If you are a technology entrepreneur or new business owner trying to attract investors and strategic partners, then you need a solid business plan to get their attention. A business plan serves many purposes, but one of the most important things an actionable, realistic and well-thought-out business plan can do is demonstrate your startup’s potential and your serious commitment to investors.
This can have a huge effect on the valuation you’ll receive when raising funds. In other words, the more impressive your business plan, the more likely you’ll find investors and the more money they’ll potentially invest. That said, writing a great business plan can be challenging and we recommend you do it with the assistance of an experienced business attorney.
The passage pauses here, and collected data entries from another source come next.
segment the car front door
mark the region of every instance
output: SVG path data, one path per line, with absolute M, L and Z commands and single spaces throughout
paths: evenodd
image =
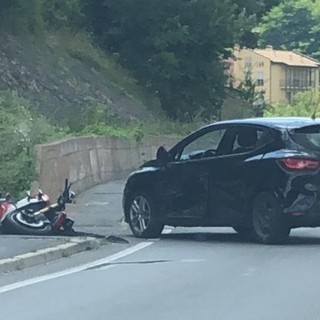
M 210 128 L 186 139 L 166 167 L 162 190 L 167 219 L 194 224 L 209 217 L 209 174 L 224 128 Z

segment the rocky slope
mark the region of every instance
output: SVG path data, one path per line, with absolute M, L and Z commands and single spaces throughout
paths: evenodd
M 107 105 L 110 118 L 144 120 L 151 112 L 110 82 L 105 70 L 59 50 L 54 38 L 0 34 L 0 90 L 14 90 L 51 119 L 89 105 Z

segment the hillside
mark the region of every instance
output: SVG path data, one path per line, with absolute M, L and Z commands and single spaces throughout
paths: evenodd
M 73 119 L 68 125 L 77 129 L 81 112 L 98 105 L 107 106 L 110 120 L 152 117 L 134 80 L 87 38 L 55 35 L 35 41 L 1 34 L 0 52 L 0 89 L 18 92 L 54 123 L 66 124 L 68 115 Z

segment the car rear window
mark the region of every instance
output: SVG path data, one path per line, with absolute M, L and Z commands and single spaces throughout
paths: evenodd
M 294 129 L 290 133 L 293 140 L 300 146 L 320 151 L 320 125 Z

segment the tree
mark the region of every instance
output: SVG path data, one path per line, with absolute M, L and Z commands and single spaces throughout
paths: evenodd
M 238 44 L 241 47 L 256 48 L 259 35 L 254 28 L 261 18 L 281 0 L 234 0 L 234 2 L 237 5 L 236 12 L 239 16 L 239 29 L 241 30 Z
M 259 45 L 298 49 L 320 57 L 320 0 L 287 0 L 274 7 L 259 25 Z
M 244 80 L 237 88 L 240 97 L 250 104 L 251 111 L 254 117 L 262 117 L 264 110 L 267 107 L 264 98 L 264 91 L 256 92 L 256 83 L 252 79 L 252 73 L 247 70 L 244 75 Z
M 238 90 L 241 98 L 249 102 L 250 106 L 252 106 L 255 97 L 256 83 L 252 79 L 252 73 L 250 70 L 245 72 L 244 79 L 238 86 Z
M 216 114 L 223 100 L 221 60 L 236 41 L 236 8 L 231 0 L 104 0 L 88 12 L 101 46 L 171 118 L 192 120 Z

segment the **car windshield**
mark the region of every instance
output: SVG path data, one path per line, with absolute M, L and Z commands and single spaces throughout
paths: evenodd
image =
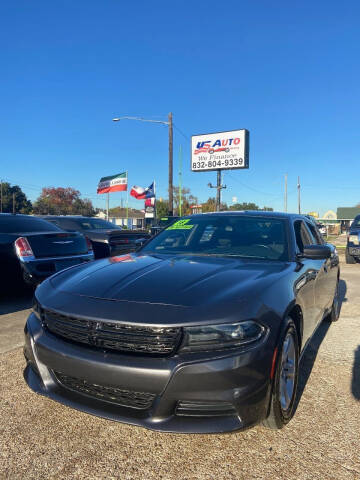
M 141 252 L 288 260 L 286 225 L 265 216 L 190 216 L 167 227 Z
M 356 228 L 360 227 L 360 218 L 355 218 L 351 226 Z
M 23 215 L 0 216 L 0 233 L 58 232 L 62 231 L 41 218 Z
M 179 220 L 180 217 L 162 217 L 160 218 L 158 225 L 161 228 L 166 227 L 166 225 L 170 225 L 170 223 L 173 223 L 176 220 Z
M 115 223 L 102 220 L 101 218 L 79 218 L 74 220 L 83 230 L 121 230 L 121 227 L 115 225 Z

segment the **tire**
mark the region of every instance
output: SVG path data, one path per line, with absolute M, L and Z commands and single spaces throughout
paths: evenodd
M 348 252 L 348 249 L 345 250 L 345 260 L 346 260 L 346 263 L 350 263 L 350 264 L 356 263 L 355 258 L 352 255 L 350 255 L 350 253 Z
M 278 345 L 269 415 L 263 421 L 265 427 L 279 430 L 290 422 L 295 413 L 298 378 L 299 338 L 294 322 L 288 319 L 287 327 Z
M 340 299 L 339 299 L 339 280 L 336 283 L 336 289 L 334 294 L 333 304 L 329 315 L 325 317 L 327 322 L 337 322 L 340 316 Z

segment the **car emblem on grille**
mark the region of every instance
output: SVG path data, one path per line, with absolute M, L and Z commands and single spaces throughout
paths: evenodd
M 61 245 L 65 245 L 65 243 L 74 243 L 74 240 L 59 240 L 57 242 L 52 243 L 60 243 Z

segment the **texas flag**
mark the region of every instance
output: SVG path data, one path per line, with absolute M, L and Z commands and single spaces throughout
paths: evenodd
M 135 197 L 137 200 L 155 197 L 154 182 L 147 188 L 137 187 L 136 185 L 133 186 L 130 191 L 130 195 Z

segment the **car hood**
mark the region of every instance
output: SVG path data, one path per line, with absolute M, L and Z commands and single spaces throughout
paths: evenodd
M 261 318 L 286 262 L 140 253 L 70 267 L 36 290 L 43 308 L 141 325 L 197 325 Z M 267 294 L 267 300 L 264 296 Z
M 111 301 L 193 306 L 274 282 L 283 262 L 129 254 L 67 270 L 51 279 L 62 292 Z

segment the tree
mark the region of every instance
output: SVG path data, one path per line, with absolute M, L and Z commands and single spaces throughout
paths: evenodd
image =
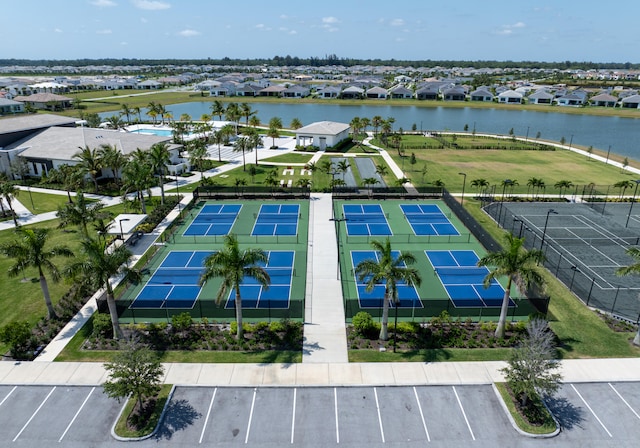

Below are some of the questions a good business plan should answer if you wish to get partners and investors excited:
The Basics
What will your business do? What needs does your product or service fulfill? How will you make money? What is your approach to solving this need and how is it unique?
The Target Market
Who are your potential customers? Where are they located? How many of them are there? Is the market growing? Is the business scalable?
The Costs
What are the costs and benefits of your product or service?
The Competition
What do they sell and how are you different from them? What percentage of the market share do they currently hold? How will you convince customers to choose your service over theirs?
The Team
What qualifications, skills and accomplishments do the members of your team possess? What role will each of them play?
You should also include a detailed account of the sorts of revenue streams you expect as well as the company’s cost structure (price of rent, salaries, etc.). The names of your suppliers and distribution partners can also be helpful.
Finally, try to temper your enthusiasm and use facts and numbers over flowery language that is difficult to back up. And make sure you’re careful not to let your ambition and excitement inflate the numbers and estimates, since anything that doesn’t match market realities will be a turnoff for investors.